Шкурин вышел и через некоторое время вернулся.
– Сказывают, что где-то пожар в городе и Император со всеми фрейлинами Елизаветы на шести каретах поехали его тушить, – ответил он на немой вопрос присутствующих.
Как чувствовал ситуацию–в покои Екатерины ввалился настороженный Орлов. Он уже знал о пожаре и сразу кинулся к Екатерине со словами: «Ну, как?». Глаша его резко оттолкнула от кровати со словами: «Побудь в стороне. Не мешай!
А Екатерина, уже не сдерживаясь, криком кричала, ругалась по-немецки, по-французски и по-русски, вспоминая всех святых и пыталась помочь себе и своему ребенку. А он все не шел и не шел. Глаша и няня суетились возле нее, что-то советовали, ругались, тоже кричали и наконец раздался громкий детский крик: «У-а-а! У-а-а! У-а-а!»
Ура! Родился ребенок! Глаша вытерла малыша, обмотала длинным полотенцем и показала его Екатерине, которая, обессилев от крика и борьбы, лежала на подушках, разбросав руки и улыбалась.
– Вот, смотри, твой сын такой же большеголовый, как и Гришка. Отчего и тяжело шел. Ай да молодец! – проговорила Глаша.

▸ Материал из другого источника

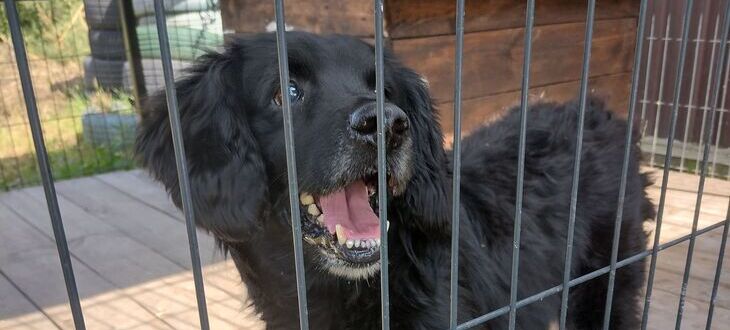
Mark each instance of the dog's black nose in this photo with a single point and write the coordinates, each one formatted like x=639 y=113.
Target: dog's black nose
x=363 y=123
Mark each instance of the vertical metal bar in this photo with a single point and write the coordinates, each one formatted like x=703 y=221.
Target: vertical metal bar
x=668 y=155
x=625 y=166
x=131 y=46
x=382 y=171
x=703 y=170
x=180 y=162
x=524 y=96
x=456 y=180
x=587 y=43
x=291 y=165
x=660 y=98
x=718 y=269
x=706 y=107
x=44 y=165
x=645 y=99
x=721 y=108
x=690 y=105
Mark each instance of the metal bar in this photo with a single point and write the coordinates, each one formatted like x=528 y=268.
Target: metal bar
x=688 y=121
x=529 y=22
x=587 y=43
x=291 y=165
x=131 y=46
x=720 y=121
x=703 y=170
x=660 y=98
x=44 y=165
x=668 y=155
x=714 y=43
x=382 y=170
x=584 y=278
x=456 y=180
x=645 y=99
x=628 y=143
x=180 y=162
x=718 y=269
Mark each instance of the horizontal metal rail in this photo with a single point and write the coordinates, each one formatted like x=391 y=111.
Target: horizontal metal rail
x=587 y=277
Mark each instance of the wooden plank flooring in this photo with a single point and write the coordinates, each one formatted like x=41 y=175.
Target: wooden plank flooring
x=131 y=260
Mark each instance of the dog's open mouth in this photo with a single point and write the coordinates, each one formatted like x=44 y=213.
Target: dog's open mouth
x=345 y=224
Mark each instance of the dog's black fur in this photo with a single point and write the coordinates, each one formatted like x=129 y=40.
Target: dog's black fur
x=235 y=150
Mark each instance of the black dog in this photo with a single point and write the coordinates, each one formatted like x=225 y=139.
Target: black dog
x=230 y=106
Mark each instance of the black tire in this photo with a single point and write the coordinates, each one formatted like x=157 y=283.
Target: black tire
x=109 y=74
x=102 y=14
x=106 y=44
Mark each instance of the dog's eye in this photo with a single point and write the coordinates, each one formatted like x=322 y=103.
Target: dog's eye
x=295 y=94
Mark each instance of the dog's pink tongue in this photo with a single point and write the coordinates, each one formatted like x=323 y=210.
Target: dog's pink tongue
x=350 y=208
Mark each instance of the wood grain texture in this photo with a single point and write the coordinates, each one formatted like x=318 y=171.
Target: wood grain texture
x=614 y=89
x=493 y=59
x=351 y=17
x=418 y=18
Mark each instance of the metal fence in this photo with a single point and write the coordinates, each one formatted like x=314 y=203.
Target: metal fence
x=88 y=58
x=664 y=39
x=708 y=125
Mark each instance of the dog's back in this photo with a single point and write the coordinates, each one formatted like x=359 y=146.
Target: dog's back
x=489 y=177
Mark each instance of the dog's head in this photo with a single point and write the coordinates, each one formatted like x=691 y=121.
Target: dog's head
x=232 y=122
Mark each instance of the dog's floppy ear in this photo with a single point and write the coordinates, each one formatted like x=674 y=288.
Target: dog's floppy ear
x=426 y=194
x=227 y=173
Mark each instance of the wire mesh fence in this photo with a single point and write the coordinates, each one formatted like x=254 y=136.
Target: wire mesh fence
x=83 y=80
x=664 y=41
x=684 y=128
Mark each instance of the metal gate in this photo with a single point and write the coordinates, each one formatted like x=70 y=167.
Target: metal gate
x=715 y=67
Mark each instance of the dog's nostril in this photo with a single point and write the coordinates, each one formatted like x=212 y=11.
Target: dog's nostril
x=364 y=125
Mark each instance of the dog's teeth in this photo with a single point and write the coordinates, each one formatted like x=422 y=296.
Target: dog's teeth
x=313 y=210
x=341 y=236
x=306 y=199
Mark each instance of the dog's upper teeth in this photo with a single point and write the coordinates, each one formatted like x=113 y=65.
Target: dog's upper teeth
x=341 y=236
x=306 y=199
x=313 y=210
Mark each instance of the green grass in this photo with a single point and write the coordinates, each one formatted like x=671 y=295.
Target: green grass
x=70 y=153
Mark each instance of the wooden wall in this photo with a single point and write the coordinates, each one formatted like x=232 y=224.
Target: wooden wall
x=421 y=33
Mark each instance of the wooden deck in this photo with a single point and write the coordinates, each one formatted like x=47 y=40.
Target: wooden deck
x=131 y=260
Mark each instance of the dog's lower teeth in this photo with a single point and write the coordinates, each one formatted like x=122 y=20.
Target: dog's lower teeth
x=341 y=236
x=306 y=199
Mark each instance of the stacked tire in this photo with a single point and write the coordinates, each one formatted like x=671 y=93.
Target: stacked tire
x=105 y=67
x=193 y=26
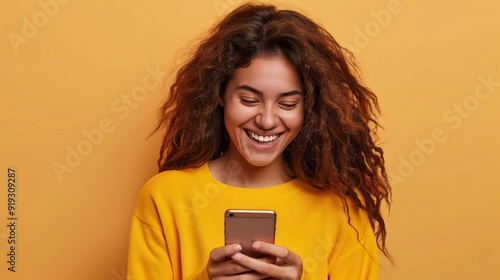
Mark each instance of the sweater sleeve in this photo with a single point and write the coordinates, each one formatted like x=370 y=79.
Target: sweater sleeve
x=357 y=259
x=148 y=257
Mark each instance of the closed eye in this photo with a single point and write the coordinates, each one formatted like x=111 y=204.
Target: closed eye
x=288 y=106
x=249 y=102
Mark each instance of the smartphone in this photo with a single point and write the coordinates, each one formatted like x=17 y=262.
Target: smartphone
x=246 y=226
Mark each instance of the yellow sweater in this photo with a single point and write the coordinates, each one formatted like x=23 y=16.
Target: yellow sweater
x=179 y=219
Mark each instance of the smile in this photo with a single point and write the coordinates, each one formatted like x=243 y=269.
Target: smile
x=262 y=138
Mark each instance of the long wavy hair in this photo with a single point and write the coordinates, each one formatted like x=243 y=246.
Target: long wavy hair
x=334 y=151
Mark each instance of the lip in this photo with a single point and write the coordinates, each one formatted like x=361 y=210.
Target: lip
x=263 y=146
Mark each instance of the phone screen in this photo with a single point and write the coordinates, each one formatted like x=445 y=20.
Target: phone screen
x=246 y=226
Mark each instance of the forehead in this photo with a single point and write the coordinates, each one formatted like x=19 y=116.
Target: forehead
x=271 y=73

– Кто я? – приосанился Орлов.
– Ты-то при чем? Главные герои здесь Малыш и Ее величество. Вот они молодцы! – проговорила Глаша.
В это время к ним подошел радостный Василий и напомнил Орлову, что надо поспешить, пока «пожарная» команда не вернулась.
Глаша и няня быстро одели-укутали ребенка и отдали его в руки Василия. Орлов уже вышел к лошадям. Он подъехал с двухместной кибиткой прямо к крыльцу. Вышел Шкурин и передал ребенка Орлову. Тот достал из кибитки бобровую шубу и, запеленав ею сына, положил его в кибитку на подушки.
– Ну, с богом! Пока он нам помогает, я поеду, – сказал Орлов и поехал.
Шкурин молча перекрестил их, постоял немного и пошел в комнаты. И только сейчас он почувствовал, как устал. Василий улыбнулся, вспомнив, как они спасли себя и ребенка благодаря стечению обстоятельств, в которых сами они были не лишними.
А Екатерину эти роды вымотали, и она заснула так крепко, что не слышала крика и топота императора Петра III и его любовницы Елизаветы с весело кричащей толпой фрейлин и слуг, вернувшихся с пожара.
Все. Трудный день кончился.
Вот так 11 апреля 1762 года у высокородных родителей Екатерины Алексеевны и Орлова Григория Григорьевича родился внебрачный сын Алексей Григорьевич.
Пока без фамилии. Его сразу же после рождения отдали на воспитание в семью Шкурина.
Старшему сыну Екатерины Павлу Петровичу было в то время 8 лет.